Depression is hardly new. The Roman physician Galen, in the second century A.D., expounded on the prevailing medical view that four bodily fluids, or humors, existed within all people but that the unique variation of these humors within people resulted in individual differences among people in their behavior and temperament. An excess of black bile, for example, indicated a melancholic personality.
Fortunately, a lot of scientific progress has been made since then in understanding depression to be an organic, brain-based medical condition that afflicts millions. In fact, an individual has a ten to fifteen percent lifetime risk of developing a major depressive episode. But as Dr. Karl Deisseroth, a Stanford neuroscientist and psychiatrist, told me during our interview for “Illuminating Depression”, “Diagnosis is a big challenge because in psychiatry, we don’t have a lab test. There’s not a blood draw that you can do as you might to check how your liver is doing or how your thyroid function is doing.” So given that the diagnosis of depression is based on clinical observation (most often done by a primary care physician), one can’t help feel that hard, empirical understanding of depression is somewhat lacking, especially when compared to diseases of other organs like the heart and lungs where tests do exist to gauge the presence of pulmonary and cardiovascular diseases.

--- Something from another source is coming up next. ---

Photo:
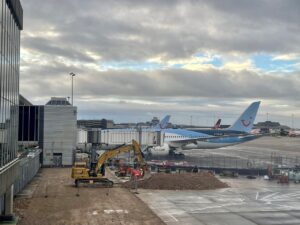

This was the most interesting observation for me when working on this story. Imagine a medical disease that afflicts eighteen million people in the U.S. (26 million if you include Bipolar Disorder), for which more than 160 million prescriptions were filled in 2008, that is one of the leading causes of disability in the U.S., but a disease for which no definitive medical model of pathology exists. Increasingly, doctors are prescribing antidepressants to treat not just depression but a host of other medical conditions, including chronic pain and insomnia, some of which can co-occur with depression. Sure, we’ve made strides since the time of Galen’s bodily humors and the Freudian view of misplaced hostility and mourning to explain depression, but in some respects, we’re still in the dark about why some people get depression while others don’t, why some people respond to one treatment and not another, or why one person will suffer from a form of depression that is less or more severe than another person. This lack of clear, empirical understanding comes at an awful price to victims of depression, as they encounter remarks from people that tell them to “snap out of it”, implying that they somehow can control the emotional crumbling and dark ideations that accompany the disease.
The consequence of all this is that it’s incredibly tough to create effective, lasting treatments for the disease if we can’t exactly track how the disease affects not only specific regions of the brain but the activity among individual brain cells in regions that may not have even been known to play an integral role in the disease. My layperson’s view is that treating depression currently is a bit like bringing in a car to the mechanic and telling him to fix it but there’s a catch – the mechanic can’t get under the hood to observe directly what’s wrong with the car. We suspect that the problem is with the engine but good luck with opening it up and peering into its pistons. So the mechanic attempts to work on the engine but indirectly, and whatever repairs are attempted may affect the engine but they may also have unwanted effects on the car’s transmission, muffler, timing belt, etc.
Fortunately, advances in imaging techniques like two-photon microscopy and fMRI are elucidating the activity of the depressed brain, allowing the previously impenetrable forest of billions of neurons to be explored, to see their pathways altered, their branches pruned by the disease. And scientists like Philippe Goldin and Kelly Werner are compiling biomarkers like DNA and brain blood flow activity to see if those biomarkers can help predict if people suffering from anxiety and/or depression will respond more favorably to cognitive behavioral therapy than to mindfulness meditation, for example. Dr. Deisseroth is using genetically engineered, photosensitive proteins implanted into rodents’ brains to control brain activity at the level of individual neurons.